Creates dynamic and engaging lessons.
Laura Lomas is a professor in the English Department and the Graduate Program in American Studies at Rutgers University-Newark, where she contributes to Literature through teaching comparative American studies, Latina/o/x literature and culture, ethnic and immigrant literature of the United States and the Americas, women's writing, nineteenth-century studies, and feminist and decolonial theory. She earned a Ph.D. in English and Comparative Literature from Columbia University in 2001, a B.A. in English and Religion from Swarthmore College with high honors, and a Certificate in Feminist Studies from Columbia University. At Rutgers-Newark, Lomas has served as Director of the Women's and Gender Studies Program, co-founded the Latina/o Studies Working Group and the Immigrant Rights Collective, and acted as Founding Faculty Director of a graduate-level Cuba study abroad program. She was Associate Editor of Signs and serves on the Advisory Board of the Recovering the U.S. Hispanic Literary Heritage Project and the Editorial Boards of Pasados, Hostos Review, and Periférica: Journal of Social, Cultural and Literary History. Lomas is an affiliate of the Latino Research Institute at the University of Texas-Austin.

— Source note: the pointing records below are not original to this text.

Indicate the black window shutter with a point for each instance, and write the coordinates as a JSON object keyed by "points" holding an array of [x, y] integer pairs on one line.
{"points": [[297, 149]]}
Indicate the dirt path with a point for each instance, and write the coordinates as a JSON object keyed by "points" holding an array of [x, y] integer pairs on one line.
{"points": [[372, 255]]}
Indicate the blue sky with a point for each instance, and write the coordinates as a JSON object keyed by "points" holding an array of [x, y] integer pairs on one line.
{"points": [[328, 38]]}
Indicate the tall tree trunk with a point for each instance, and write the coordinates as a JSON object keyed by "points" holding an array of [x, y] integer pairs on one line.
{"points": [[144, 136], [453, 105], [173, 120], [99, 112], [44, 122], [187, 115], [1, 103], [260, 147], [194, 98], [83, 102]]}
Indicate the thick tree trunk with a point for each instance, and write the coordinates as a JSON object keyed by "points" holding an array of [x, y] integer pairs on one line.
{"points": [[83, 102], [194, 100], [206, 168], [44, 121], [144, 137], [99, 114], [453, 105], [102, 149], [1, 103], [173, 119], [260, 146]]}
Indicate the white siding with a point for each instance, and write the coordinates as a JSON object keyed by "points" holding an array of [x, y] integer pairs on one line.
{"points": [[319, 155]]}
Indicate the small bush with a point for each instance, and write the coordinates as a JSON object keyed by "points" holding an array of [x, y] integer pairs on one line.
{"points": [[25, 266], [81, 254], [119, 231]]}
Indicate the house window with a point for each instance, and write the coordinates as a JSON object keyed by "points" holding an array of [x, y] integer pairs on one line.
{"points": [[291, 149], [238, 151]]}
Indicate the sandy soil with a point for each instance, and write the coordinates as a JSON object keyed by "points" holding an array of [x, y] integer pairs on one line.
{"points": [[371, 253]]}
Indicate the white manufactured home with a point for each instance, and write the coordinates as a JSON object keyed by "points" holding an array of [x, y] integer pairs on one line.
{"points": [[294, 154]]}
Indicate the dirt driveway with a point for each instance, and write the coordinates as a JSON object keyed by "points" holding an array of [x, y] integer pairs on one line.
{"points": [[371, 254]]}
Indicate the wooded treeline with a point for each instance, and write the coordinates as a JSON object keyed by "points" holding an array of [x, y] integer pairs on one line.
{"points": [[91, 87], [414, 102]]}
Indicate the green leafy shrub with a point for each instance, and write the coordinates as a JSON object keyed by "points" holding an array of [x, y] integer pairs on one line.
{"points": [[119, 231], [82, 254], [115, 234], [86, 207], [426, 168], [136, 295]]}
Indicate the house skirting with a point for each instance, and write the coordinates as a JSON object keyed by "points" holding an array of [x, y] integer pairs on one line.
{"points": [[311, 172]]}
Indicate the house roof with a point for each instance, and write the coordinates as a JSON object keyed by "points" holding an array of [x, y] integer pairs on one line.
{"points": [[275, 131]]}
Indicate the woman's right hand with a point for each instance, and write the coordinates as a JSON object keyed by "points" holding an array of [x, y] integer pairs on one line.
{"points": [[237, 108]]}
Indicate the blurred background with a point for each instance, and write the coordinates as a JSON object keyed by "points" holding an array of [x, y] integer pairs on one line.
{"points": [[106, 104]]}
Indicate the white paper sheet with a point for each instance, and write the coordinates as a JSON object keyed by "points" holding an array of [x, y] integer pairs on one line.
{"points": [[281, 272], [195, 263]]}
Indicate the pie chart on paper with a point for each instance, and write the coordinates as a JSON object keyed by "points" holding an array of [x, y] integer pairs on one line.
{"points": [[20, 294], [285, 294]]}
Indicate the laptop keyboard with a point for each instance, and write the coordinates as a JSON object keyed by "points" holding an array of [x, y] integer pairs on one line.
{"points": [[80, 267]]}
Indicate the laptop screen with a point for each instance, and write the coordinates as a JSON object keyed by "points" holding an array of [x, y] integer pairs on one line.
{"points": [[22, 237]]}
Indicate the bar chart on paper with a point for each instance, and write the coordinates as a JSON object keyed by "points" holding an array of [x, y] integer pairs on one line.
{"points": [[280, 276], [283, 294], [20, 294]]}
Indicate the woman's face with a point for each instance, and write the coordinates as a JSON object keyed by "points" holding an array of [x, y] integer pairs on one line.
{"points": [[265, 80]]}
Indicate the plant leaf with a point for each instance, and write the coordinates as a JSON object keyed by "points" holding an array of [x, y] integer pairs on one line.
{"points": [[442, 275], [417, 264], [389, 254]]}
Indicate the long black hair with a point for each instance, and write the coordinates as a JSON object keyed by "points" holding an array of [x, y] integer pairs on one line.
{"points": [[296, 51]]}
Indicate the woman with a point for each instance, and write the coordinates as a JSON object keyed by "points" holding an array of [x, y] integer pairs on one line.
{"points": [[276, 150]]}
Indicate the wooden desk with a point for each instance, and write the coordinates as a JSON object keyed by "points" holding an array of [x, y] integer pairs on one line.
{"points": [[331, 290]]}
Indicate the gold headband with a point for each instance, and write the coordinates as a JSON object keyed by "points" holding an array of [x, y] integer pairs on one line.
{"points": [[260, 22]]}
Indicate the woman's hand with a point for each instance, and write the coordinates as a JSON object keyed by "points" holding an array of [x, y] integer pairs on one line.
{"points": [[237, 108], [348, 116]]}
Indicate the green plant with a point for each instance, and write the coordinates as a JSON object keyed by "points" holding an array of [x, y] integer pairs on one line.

Lomas authored Translating Empire: José Martí, Migrant Latino Subjects and American Modernities (Duke University Press, 2008), which won the Modern Language Association's Prize for the best book in Chicana and Chicano and Latina and Latino Studies and received an Honorable Mention for the Latin American Studies Association's Latino Studies Section Book Award. She co-edited The Cambridge History of Latina/o American Literature (Cambridge University Press, 2018), named a Choice Outstanding Academic Title. Over two dozen of her essays have appeared in journals such as Meridians: Feminism, Race, Transnationalism; Cuban Studies; Modernism/Modernity; American Literature; Small Axe; Revista de Literatura Cubana; Travesía: A Journal of Latin American Cultural Studies; Translation Review; Journal of American Studies; Comparative American Studies; and Review: Latin American Literature and Arts. Her research received support from fellowships by the British Academy, National Endowment for the Humanities, Whiting Foundation, and Mellon Foundation. She is a three-time Fulbright Fellow at the University of the West Indies (Jamaica), Universidad Nacional Mayor de San Marcos (Peru), and Universidade Federal de Piauí (Brazil).